This exclusion does not apply to damages for mental anguish in respect of a claim for defamation, which is covered under this policy.”
The tenant contacted the agent about her injury via a letter dated 26 April 2005.
The letter not only informed the agent of the injury but also outlined several other problems with the property.
The letter said, among other things:
“We were informed prior to moving in that the owners of this property were angry with the prior tenants thus the pool not being maintained until they moved out.
“You informed us that it was organised to be repaired and brought to proper standards in the first week of our tenancy. We were also promised that any repairs to this property would be attended to by the owner’s advice in the first week of our tenancy.
“We have found this property to be in a very poor non-maintained state.

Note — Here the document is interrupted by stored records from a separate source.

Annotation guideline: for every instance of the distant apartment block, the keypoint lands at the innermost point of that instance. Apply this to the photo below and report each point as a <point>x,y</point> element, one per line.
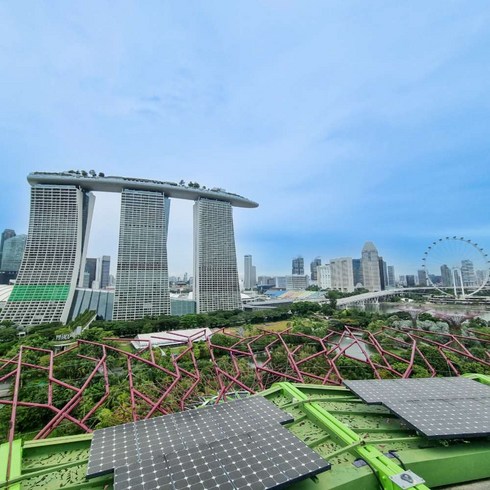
<point>342,276</point>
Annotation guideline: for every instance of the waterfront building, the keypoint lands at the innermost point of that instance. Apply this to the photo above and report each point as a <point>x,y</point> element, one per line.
<point>142,270</point>
<point>249,273</point>
<point>216,284</point>
<point>280,282</point>
<point>313,268</point>
<point>446,276</point>
<point>13,250</point>
<point>6,234</point>
<point>422,277</point>
<point>298,266</point>
<point>468,273</point>
<point>90,272</point>
<point>410,281</point>
<point>297,282</point>
<point>342,276</point>
<point>324,276</point>
<point>59,224</point>
<point>370,267</point>
<point>391,276</point>
<point>54,261</point>
<point>357,272</point>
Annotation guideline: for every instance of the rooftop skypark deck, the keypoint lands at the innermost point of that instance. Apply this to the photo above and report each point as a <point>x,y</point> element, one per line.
<point>111,183</point>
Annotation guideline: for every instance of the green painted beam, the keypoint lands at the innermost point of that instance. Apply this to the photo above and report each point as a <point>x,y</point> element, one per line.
<point>384,466</point>
<point>15,463</point>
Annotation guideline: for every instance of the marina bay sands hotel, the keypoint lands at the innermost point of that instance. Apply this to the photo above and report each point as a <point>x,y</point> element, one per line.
<point>59,226</point>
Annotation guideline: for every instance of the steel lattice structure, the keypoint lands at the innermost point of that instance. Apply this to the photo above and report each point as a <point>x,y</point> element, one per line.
<point>323,366</point>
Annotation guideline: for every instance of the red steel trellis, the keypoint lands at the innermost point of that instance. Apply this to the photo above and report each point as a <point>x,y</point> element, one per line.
<point>329,353</point>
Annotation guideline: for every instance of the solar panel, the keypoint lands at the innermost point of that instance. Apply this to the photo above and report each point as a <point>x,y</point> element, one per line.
<point>256,460</point>
<point>117,446</point>
<point>381,390</point>
<point>445,419</point>
<point>438,408</point>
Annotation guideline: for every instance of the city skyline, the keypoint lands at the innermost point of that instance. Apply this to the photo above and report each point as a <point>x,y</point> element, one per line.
<point>347,122</point>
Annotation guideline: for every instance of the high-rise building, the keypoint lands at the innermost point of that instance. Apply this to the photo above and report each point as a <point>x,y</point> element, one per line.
<point>104,266</point>
<point>410,281</point>
<point>468,273</point>
<point>342,274</point>
<point>357,272</point>
<point>391,276</point>
<point>313,268</point>
<point>216,284</point>
<point>446,276</point>
<point>298,266</point>
<point>13,250</point>
<point>297,282</point>
<point>324,276</point>
<point>370,267</point>
<point>91,271</point>
<point>422,277</point>
<point>142,270</point>
<point>249,273</point>
<point>6,234</point>
<point>383,274</point>
<point>54,256</point>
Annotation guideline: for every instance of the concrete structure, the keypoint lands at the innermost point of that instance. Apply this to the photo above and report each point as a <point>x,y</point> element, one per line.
<point>6,234</point>
<point>249,273</point>
<point>142,270</point>
<point>13,250</point>
<point>90,272</point>
<point>357,272</point>
<point>391,276</point>
<point>54,261</point>
<point>467,272</point>
<point>342,274</point>
<point>298,266</point>
<point>324,276</point>
<point>296,281</point>
<point>383,274</point>
<point>216,284</point>
<point>370,267</point>
<point>56,246</point>
<point>313,268</point>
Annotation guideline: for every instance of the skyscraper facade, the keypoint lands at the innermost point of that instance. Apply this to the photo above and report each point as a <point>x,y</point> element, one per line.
<point>383,274</point>
<point>142,270</point>
<point>249,273</point>
<point>298,266</point>
<point>446,276</point>
<point>59,222</point>
<point>357,272</point>
<point>468,273</point>
<point>324,276</point>
<point>13,250</point>
<point>391,276</point>
<point>216,284</point>
<point>313,268</point>
<point>370,267</point>
<point>6,234</point>
<point>342,274</point>
<point>90,271</point>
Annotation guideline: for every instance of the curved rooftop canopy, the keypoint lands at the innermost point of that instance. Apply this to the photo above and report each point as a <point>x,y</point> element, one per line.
<point>99,182</point>
<point>369,247</point>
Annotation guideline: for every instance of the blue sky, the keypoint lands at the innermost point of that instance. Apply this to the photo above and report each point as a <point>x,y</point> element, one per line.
<point>347,121</point>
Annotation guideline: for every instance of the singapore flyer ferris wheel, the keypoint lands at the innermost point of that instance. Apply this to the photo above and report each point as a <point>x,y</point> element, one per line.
<point>456,266</point>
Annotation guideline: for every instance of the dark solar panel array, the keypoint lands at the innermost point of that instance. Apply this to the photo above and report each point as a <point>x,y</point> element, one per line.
<point>381,390</point>
<point>239,444</point>
<point>267,459</point>
<point>123,444</point>
<point>439,408</point>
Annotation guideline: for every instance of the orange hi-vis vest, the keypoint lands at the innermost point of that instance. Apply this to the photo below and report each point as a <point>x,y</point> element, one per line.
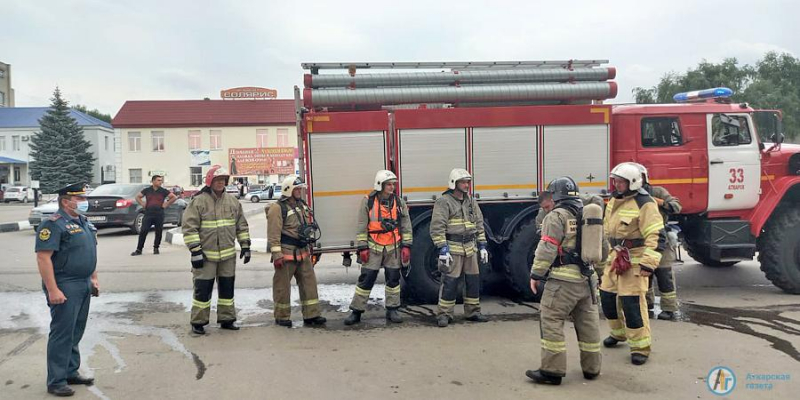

It is an un-safe environment to live in and requires immediate attention.”
The letter also referred to the tenant’s entitlement to make a personal injury claim arising from the accident.
In September 2005, the tenant completed and sent to the agent a Form 1 Notice of Claim under the Queensland Personal Injuries Proceedings Act 2002.
At this point, the agent notified his insurer of the tenant’s claim, providing them with the 26 April letter as well as the September claim form.
The insurer rejected the agent’s claim on the insurance policy.
The insurer said that the 26 April letter did not constitute the making of a claim and therefore no claim was made during the insurance policy period, which ended on 24 July 2005.
The tenant’s claim progressed and in July 2008, she commenced court proceedings in the Supreme Court of Queensland against the agent and the owners of the property.
The insurer was part of the proceedings as a third party.
The court was asked to determine the following pertinent issues:
- Did the letter from the tenant to the agent, dated 26 April 2005, constitute the making of/notification of a personal injury claim?
- Did the claim fall within the insurance policy, given there was a bodily injury exclusion clause?
The court found that the letter is considered to be a “form of demand” or “assertion of liability” and therefore this is sufficient to constitute a claim for compensation arising from the tenant’s personal injuries.
However, the court found that the claim fell outside the insurance policy because of the bodily injury exclusion.
Therefore, the agent could not rely on their insurance coverage in order to pay his share of the compensation awarded to the tenant for her injuries.
This case highlights important lessons for real estate agents and property managers, as follows:
- Any correspondence giving notice of or mentioning an accident, which has caused injuries, and a potential personal injury claim, must be forwarded to insurers immediately.
- Insurance coverage requires detailed consideration and sufficient expert advice to ensure that scenarios such as those involving damage caused by bodily injury are covered.
- Legal advice on the above two matters can be a crucial aspect for ensuring all bases are covered correctly.
- Rental property defects must be addressed as a matter of urgency, to avoid injuries, losses and damage.
- If immediate repairs and/or other remedial action cannot take place, urgent steps must be taken to prevent access to or use of the parts of the property that are not properly maintained.
- Owners and agents must work together to ensure maintenance problems are addressed, as both are responsible for the property and therefore both may be required to pay compensation to anyone injured on the property.